Failure Returns to Safe

Any failure in the activation path — network loss, timeout, revocation, node restart — returns the component to its inert state. There is no failure mode that leaves a component in an elevated or active state without explicit server confirmation.

No Network Interception Point

Internal node communication occurs over a dedicated NIC-to-NIC fabric isolated from client ingress traffic. There is no shared switching layer that can be port-mirrored or tapped to observe inter-node traffic. Passive interception requires physical access to the cable — a topological constraint, not a firewall rule.

Transparency

What is guaranteed — and what is not.

Technical claims should be verifiable. Where architectural constraints enforce a guarantee, that is stated plainly. Where a guarantee depends on operational process rather than code, that distinction is made explicit.

Guaranteed by Architecture

Zero-disk data custody — complete round-trip

Client data enters RAM, is processed, and the result returns to the client's server. At no point in the round-trip does the raw data touch SignaVision's disks — on entry, during processing, or on exit. When the session ends, the only copy that ever existed is gone. SignaVision never held persistent custody.

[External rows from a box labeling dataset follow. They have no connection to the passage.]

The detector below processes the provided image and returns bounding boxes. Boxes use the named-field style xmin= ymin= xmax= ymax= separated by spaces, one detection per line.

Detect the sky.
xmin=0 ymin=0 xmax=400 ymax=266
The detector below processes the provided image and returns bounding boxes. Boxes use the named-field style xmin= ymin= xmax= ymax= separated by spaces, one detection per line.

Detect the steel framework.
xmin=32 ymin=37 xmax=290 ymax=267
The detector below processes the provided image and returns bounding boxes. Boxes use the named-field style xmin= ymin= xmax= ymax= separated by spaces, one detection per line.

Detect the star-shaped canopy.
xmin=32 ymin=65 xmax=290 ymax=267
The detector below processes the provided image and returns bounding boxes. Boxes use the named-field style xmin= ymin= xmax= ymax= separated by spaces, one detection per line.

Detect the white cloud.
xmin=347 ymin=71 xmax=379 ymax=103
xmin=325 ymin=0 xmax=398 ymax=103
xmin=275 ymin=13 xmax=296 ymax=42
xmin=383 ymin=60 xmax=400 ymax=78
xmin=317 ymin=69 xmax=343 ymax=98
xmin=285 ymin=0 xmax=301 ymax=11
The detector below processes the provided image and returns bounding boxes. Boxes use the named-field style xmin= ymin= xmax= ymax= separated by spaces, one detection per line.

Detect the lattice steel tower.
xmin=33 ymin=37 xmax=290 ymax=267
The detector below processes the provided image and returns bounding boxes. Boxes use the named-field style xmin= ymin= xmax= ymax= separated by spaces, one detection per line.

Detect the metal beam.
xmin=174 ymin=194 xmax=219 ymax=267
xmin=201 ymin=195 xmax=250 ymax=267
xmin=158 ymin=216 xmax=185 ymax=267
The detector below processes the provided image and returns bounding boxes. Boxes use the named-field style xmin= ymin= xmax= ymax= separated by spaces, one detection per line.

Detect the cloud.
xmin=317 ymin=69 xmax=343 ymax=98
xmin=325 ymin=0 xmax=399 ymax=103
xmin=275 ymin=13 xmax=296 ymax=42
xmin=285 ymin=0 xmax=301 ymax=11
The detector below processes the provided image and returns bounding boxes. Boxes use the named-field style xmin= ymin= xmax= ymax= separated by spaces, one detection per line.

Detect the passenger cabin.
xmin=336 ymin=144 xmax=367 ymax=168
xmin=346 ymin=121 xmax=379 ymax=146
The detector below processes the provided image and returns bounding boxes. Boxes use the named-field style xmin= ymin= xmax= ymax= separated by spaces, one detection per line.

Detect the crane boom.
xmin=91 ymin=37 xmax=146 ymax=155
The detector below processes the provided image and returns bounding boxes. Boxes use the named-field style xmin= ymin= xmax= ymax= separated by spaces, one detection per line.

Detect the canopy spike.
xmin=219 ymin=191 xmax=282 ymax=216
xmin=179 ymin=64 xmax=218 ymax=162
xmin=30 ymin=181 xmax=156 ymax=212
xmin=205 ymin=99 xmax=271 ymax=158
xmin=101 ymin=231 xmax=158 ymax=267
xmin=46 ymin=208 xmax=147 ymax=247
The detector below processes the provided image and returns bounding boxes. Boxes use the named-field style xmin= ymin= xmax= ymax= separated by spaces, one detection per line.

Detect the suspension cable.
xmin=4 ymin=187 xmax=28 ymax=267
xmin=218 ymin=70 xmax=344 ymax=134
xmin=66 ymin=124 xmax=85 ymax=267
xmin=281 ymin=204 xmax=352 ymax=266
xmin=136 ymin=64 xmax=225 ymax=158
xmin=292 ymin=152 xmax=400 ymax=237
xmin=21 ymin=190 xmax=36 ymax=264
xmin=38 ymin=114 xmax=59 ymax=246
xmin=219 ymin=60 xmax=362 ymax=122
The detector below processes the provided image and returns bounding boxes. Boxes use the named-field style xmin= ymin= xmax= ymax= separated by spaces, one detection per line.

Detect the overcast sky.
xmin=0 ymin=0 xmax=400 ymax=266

Inference content is not written to disk

No writable path exists for prompt or response content during a session. RAM-only by construction.

Context does not persist across sessions

Session teardown clears the context window. No session history is accessible to subsequent requests, including from the same client.

No shared KV-cache between tenants

Inference sessions are scoped independently. No mechanism exists for one client's context to influence another's.

Unauthenticated connections are silently dropped

NGINX 444 on all connections outside the WireGuard tunnel. No response, no banner, no fingerprinting surface.

Depends on Operational Process

Physical access controls

Physical security of the Tier-grade hosting facilities — governed by the datacenter's own policies, not by SignaVision directly.

Model version integrity

Model weights are pinned and hash-verified at load time. Correct behaviour depends on the integrity of the upstream GGUF file at acquisition.

Client-side tunnel security

The WireGuard endpoint on the client side is outside SignaVision's control. Key management hygiene on the client is the client's responsibility.

Uptime and availability

Infrastructure availability targets are defined per client agreement. Hardware failure recovery depends on the datacenter facility's replacement SLA for the physical layer.